LA SOCIETE CIVILE MAINTIENT LA PRESSION

La question du cumul de fonctions de chef de parti et de président de la République constitue un point d’achoppement entre acteurs parties prenantes au dialogue national, dans sa composante politique. Si le manque de consensus est constaté au sein de la commission cellulaire du dialogue, à cause du statu quo noté du côté de la majorité présidentielle, la société civile, à l’origine de la proposition de ladite réforme, n’en démord toujours pas. Sud quotidien a donné la parole à Moundiaye Cissé, Secrétaire exécutif de l’Ong 3D, tout comme Valdiodio Ndiaye, expert électoral du Collectif des organisations de la société civile pour les élections du Sénégal (Cosce), sans oublier Ababacar Fall du Groupe de recherche et d’appui conseils pour la démocratie participative et la bonne gouvernance (Gradec), qui sont tous revenus sur les avantages d’une telle réforme pour une lisibilité du jeu politique.
 
MOUNDIAYE CISSE, SECRETAIRE EXECUTIF DE L’ONG 3D : «On doit interdire toutes les
autres formes de cumuls»
 
«En prêtant serment, le président de la République est de fait un juge au-dessus des partis politiques. Ça doit être rendu effectif dans les faits. Alors, le président de la République, une fois élu, ne doit pas être partisan. Parce que ça crée un conflit d’intérêt entre son parti et l’Etat. Vous voyez que certaines réunions de son parti se tiennent au niveau du palais. De Diouf, à lui-même Macky Sall, en passant par Wade, ce débat a toujours été posé.
 
Cette double fonctionnalité du président de la République avec sa fonction de chef de parti aussi créé des problèmes par rapport à l’interprétation de l’article 80 du Code de procédure pénal. Parce que, tous ceux qui ont été incriminés dans le cadre de l’article 80, l’ont été du fait de ce qu’on appelle communément «Offense au chef de l’Etat». Quelle est la frontière entre celui qui parle au chef de l’Etat et au chef de parti politique ? Donc, en déchargeant le président de la République de sa fonction de chef de parti, on protège davantage la fonction présidentielle. On évite les conflits d’intérêts et on met le président de la République au-dessus de la mêlée.
 
Un chef de l’Etat est assez pris à un agenda chargé pour s’occuper de parti. Cela permet qu’il se consacre beaucoup plus à ses fonctions présidentielles qu’à ses fonctions partisanes. Cela permet que quand il prend une décision, on voit le chef de l’Etat et non le chef de parti. Donc, en adoptant cette réforme, on contribuerait à renforcer et à consolider notre démocratie. Mais, on ne doit pas s’en arrêter-là. On doit aller au-delà du chef de l’Etat. On doit aussi interdire toutes les autres formes de cumuls.
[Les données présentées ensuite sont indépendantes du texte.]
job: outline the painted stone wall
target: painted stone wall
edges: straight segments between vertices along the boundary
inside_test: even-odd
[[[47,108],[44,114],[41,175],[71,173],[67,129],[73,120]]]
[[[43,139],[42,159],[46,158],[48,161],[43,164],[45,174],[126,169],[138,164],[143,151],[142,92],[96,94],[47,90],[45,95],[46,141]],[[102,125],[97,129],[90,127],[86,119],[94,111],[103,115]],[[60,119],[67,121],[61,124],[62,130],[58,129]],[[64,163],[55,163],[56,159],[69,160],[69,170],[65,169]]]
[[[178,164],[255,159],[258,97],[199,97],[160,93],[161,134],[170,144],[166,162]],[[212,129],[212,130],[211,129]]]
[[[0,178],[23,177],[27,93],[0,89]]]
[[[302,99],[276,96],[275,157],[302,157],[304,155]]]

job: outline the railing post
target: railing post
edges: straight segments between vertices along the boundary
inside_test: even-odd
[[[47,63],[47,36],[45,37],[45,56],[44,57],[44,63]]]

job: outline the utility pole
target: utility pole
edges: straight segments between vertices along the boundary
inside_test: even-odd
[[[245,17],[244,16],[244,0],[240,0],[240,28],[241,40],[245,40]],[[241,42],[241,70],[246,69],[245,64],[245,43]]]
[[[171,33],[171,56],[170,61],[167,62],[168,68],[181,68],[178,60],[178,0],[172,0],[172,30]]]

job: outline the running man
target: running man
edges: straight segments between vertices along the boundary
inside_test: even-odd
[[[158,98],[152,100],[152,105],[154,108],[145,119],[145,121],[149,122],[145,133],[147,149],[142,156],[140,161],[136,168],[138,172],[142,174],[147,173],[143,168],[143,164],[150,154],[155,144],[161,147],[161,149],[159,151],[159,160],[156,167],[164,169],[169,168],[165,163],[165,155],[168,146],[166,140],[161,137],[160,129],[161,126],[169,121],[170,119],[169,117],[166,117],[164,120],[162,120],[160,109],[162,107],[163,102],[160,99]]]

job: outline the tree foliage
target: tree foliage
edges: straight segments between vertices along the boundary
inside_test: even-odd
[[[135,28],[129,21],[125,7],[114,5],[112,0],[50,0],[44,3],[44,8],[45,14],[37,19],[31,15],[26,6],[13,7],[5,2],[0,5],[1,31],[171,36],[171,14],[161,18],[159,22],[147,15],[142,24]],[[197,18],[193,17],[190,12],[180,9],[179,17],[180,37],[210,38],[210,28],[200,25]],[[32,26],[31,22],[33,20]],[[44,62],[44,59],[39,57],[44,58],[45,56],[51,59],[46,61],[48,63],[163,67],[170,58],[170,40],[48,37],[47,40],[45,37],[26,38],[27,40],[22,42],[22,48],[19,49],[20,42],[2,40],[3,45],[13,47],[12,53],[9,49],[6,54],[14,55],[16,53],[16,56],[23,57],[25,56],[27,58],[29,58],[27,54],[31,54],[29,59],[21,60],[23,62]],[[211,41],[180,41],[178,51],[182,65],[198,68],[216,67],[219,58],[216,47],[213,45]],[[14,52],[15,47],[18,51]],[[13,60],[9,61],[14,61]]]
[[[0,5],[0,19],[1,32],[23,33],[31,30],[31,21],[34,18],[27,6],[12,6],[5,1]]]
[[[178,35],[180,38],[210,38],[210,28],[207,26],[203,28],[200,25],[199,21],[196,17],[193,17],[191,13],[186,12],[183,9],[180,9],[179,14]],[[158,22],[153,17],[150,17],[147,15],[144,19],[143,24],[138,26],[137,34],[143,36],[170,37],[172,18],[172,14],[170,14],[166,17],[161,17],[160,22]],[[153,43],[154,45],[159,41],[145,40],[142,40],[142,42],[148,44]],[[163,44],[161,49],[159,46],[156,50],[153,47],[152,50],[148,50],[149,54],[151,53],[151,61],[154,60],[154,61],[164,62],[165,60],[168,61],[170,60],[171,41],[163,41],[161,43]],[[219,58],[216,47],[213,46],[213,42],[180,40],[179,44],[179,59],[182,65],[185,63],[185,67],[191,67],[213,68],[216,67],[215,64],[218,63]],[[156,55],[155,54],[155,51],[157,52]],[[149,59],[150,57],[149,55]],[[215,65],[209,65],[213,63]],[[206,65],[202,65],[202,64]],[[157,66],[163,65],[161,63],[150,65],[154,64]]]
Au Sénégal, il y a beaucoup de cumuls dits horizontaux et verticaux. Il y en a qui sont ministre-maire, ou encore maire et directeur de société. Alors que, les compétences sont là, elles sont plurielles et diverses. Pourquoi on devrait faire concentrer entre les mains d’une seule personne plusieurs fonctions étatiques ? Ça pose problème.
 
Le cumul de la fonction de président de la République et de chef de parti est le premier acte que nous posons. Mais, conformément à ce que le président lui-même a vendu aux Sénégalais, à travers son programme Yoonu Yokkute, on doit aller au-delà et revoir toutes les formes de cumuls qui peuvent être préjudiciables et qui sont en contradiction avec ce qu’on appelle le fast-tract. Quelqu’un qui est ministre, qui doit s’occuper de ses fonctions ministérielles, quand est ce qu’il aura le temps de s’occuper efficacement et de façon efficiente ses fonctions de maire ? Donc, on doit aller dans le sens de limiter les cumuls au niveau central, comme au niveau décentralisé. C’est à ce prix que nous contribuerons à renforcer davantage notre démocratie».­­
 
VALDIODIO NDIAYE, EXPERT ELECTORAL DU COSCE : «C’est la clarification du débat politique»
 
«Le premier avantage que nous pouvons en tirer de la suppression du cumul des fonctions de chef de parti et de président de la République, c’est la clarification du débat politique. Autrement dit, il sera dorénavant assez difficile de faire une confusion entre la fonction de président de la République et celle de chef de parti. Nous avons toujours défendu qu’il était nécessaire de dissocier ces deux fonctions.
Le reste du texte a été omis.